When I heard that a seafood place named "Scylla" had opened up on North Damen, I found myself running back to consult the epic poem. Circe, finally releasing Odysseus from her clutches, warns him: whatever he does, stay away from "the grisly monster."
"No one could look on her with any joy," explains the goddess. "She has twelve legs, all writhing, dangling down, and six long swaying necks, a hideous head on each, each head barbed with a triple row of fangs, thickset, packet tight -- armed to the hilt with black death!"
But Circe isn't done yet.
"Scylla's no mortal,'' she continues. "She's an immortal devastation, terrible, savage, wild. No fighting her, no defense—just flee the creature, that's the only way."

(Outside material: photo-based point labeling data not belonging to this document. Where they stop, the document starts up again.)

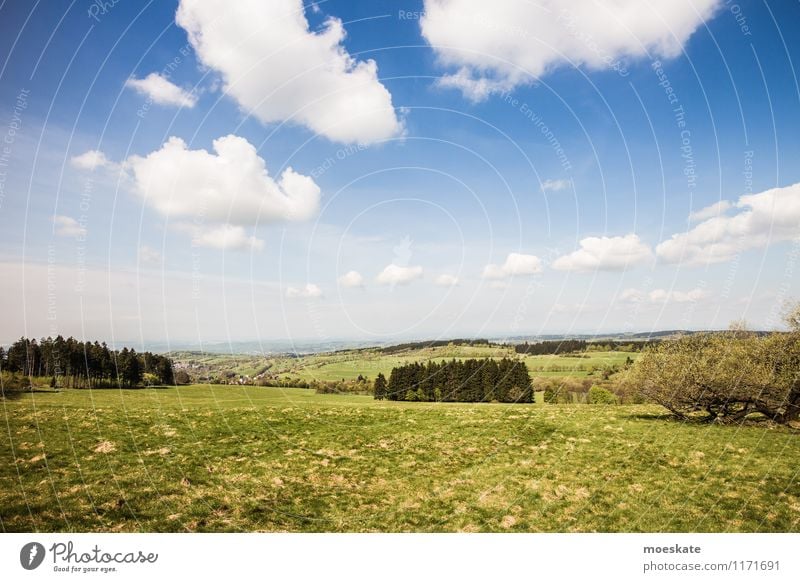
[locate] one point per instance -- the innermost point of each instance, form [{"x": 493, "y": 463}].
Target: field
[
  {"x": 229, "y": 458},
  {"x": 348, "y": 365}
]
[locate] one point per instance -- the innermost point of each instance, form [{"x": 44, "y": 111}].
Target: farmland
[
  {"x": 247, "y": 458},
  {"x": 348, "y": 365}
]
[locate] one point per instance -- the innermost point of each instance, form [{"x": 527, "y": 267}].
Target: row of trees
[
  {"x": 551, "y": 347},
  {"x": 72, "y": 363},
  {"x": 472, "y": 380},
  {"x": 434, "y": 344}
]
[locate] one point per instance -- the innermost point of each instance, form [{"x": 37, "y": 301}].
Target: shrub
[
  {"x": 600, "y": 395},
  {"x": 724, "y": 376}
]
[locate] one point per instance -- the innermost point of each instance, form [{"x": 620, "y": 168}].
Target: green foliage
[
  {"x": 380, "y": 387},
  {"x": 245, "y": 458},
  {"x": 724, "y": 376},
  {"x": 600, "y": 395},
  {"x": 470, "y": 380},
  {"x": 84, "y": 364}
]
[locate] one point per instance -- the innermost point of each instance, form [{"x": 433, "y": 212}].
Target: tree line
[
  {"x": 408, "y": 346},
  {"x": 552, "y": 347},
  {"x": 472, "y": 380},
  {"x": 73, "y": 363}
]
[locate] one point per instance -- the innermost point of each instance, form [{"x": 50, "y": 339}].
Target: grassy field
[
  {"x": 348, "y": 365},
  {"x": 225, "y": 458}
]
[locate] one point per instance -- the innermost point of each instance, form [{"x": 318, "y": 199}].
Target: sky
[{"x": 203, "y": 171}]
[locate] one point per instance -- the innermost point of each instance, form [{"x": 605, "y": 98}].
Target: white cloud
[
  {"x": 664, "y": 296},
  {"x": 67, "y": 226},
  {"x": 397, "y": 275},
  {"x": 149, "y": 255},
  {"x": 475, "y": 90},
  {"x": 555, "y": 185},
  {"x": 605, "y": 254},
  {"x": 516, "y": 264},
  {"x": 351, "y": 279},
  {"x": 279, "y": 70},
  {"x": 711, "y": 211},
  {"x": 162, "y": 91},
  {"x": 229, "y": 186},
  {"x": 91, "y": 160},
  {"x": 226, "y": 237},
  {"x": 310, "y": 291},
  {"x": 765, "y": 218},
  {"x": 505, "y": 43},
  {"x": 445, "y": 280}
]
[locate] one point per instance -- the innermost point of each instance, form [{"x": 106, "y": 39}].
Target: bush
[
  {"x": 724, "y": 376},
  {"x": 600, "y": 395}
]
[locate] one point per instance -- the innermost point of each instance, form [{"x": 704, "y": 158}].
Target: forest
[
  {"x": 76, "y": 364},
  {"x": 472, "y": 380}
]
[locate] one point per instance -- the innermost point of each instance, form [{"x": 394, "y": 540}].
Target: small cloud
[
  {"x": 351, "y": 279},
  {"x": 91, "y": 160},
  {"x": 310, "y": 291},
  {"x": 664, "y": 296},
  {"x": 445, "y": 280},
  {"x": 516, "y": 264},
  {"x": 67, "y": 226},
  {"x": 149, "y": 255},
  {"x": 716, "y": 209},
  {"x": 162, "y": 91},
  {"x": 760, "y": 220},
  {"x": 474, "y": 89},
  {"x": 555, "y": 185},
  {"x": 605, "y": 254},
  {"x": 632, "y": 296},
  {"x": 224, "y": 237},
  {"x": 397, "y": 275}
]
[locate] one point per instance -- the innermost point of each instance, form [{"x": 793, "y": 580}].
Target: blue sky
[{"x": 493, "y": 142}]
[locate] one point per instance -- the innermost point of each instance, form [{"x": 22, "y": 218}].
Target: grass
[
  {"x": 227, "y": 458},
  {"x": 367, "y": 362}
]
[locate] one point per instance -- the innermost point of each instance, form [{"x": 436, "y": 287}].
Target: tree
[
  {"x": 600, "y": 395},
  {"x": 380, "y": 387},
  {"x": 724, "y": 376},
  {"x": 469, "y": 380}
]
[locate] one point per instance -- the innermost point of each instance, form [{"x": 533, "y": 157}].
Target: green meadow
[
  {"x": 230, "y": 458},
  {"x": 348, "y": 365}
]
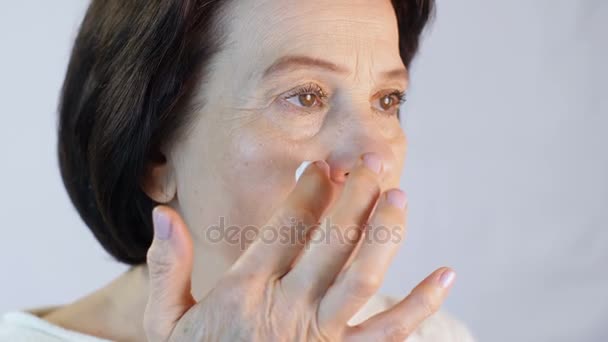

Can't you just see that in an ad? "Outstanding" -- Pat Bruno. "Terrible, savage, wild" -- Homer.
Restaurants cost money—often somebody's life investment. I just couldn't imagine, with the menus being hand-lettered and the lighting fixtures agonized over, even the most ironic chef, going through lists of possible names—"'Clytemnestra?' No. 'Medea?' No.—Hey, 'Scylla!' That's snappy. The good old yelping horror. Yeah, that's it. We'll call it 'Scylla.' "
I phoned Stephanie Izard, Scylla's chef and owner, who laughed when I told her why I was calling.
"Basically, when I chose it, it was early on in reading about Scylla," she said. "I saw her as a sea monster in the Mediterranean, not really realizing the extent of her evil. Since then I've read more about it. . . ."
So a failure to do one's homework—sort of like naming your daughter Anna Karenina Smith because you never got to the end of the book.
Any regrets?
"I still like the name—it always brings up questions,'' said Izard, 29. Like why you'd go to a restaurant whose name suggests—at least to the tiny fraction of Chicagoans familiar with the tale—a hideous doom to be avoided at all costs?
"We don't want to send that message out," she said.
Can't say I blame her.
—Originally published in the Sun-Times, July 10, 2006
Postscript: And as a reminder that you never know what part of a column will touch people, after this ran, I received a letter from a 15-year-old reader, saying her name was Karenina, and could I pass along her interest in meeting other girls of the same name. I did.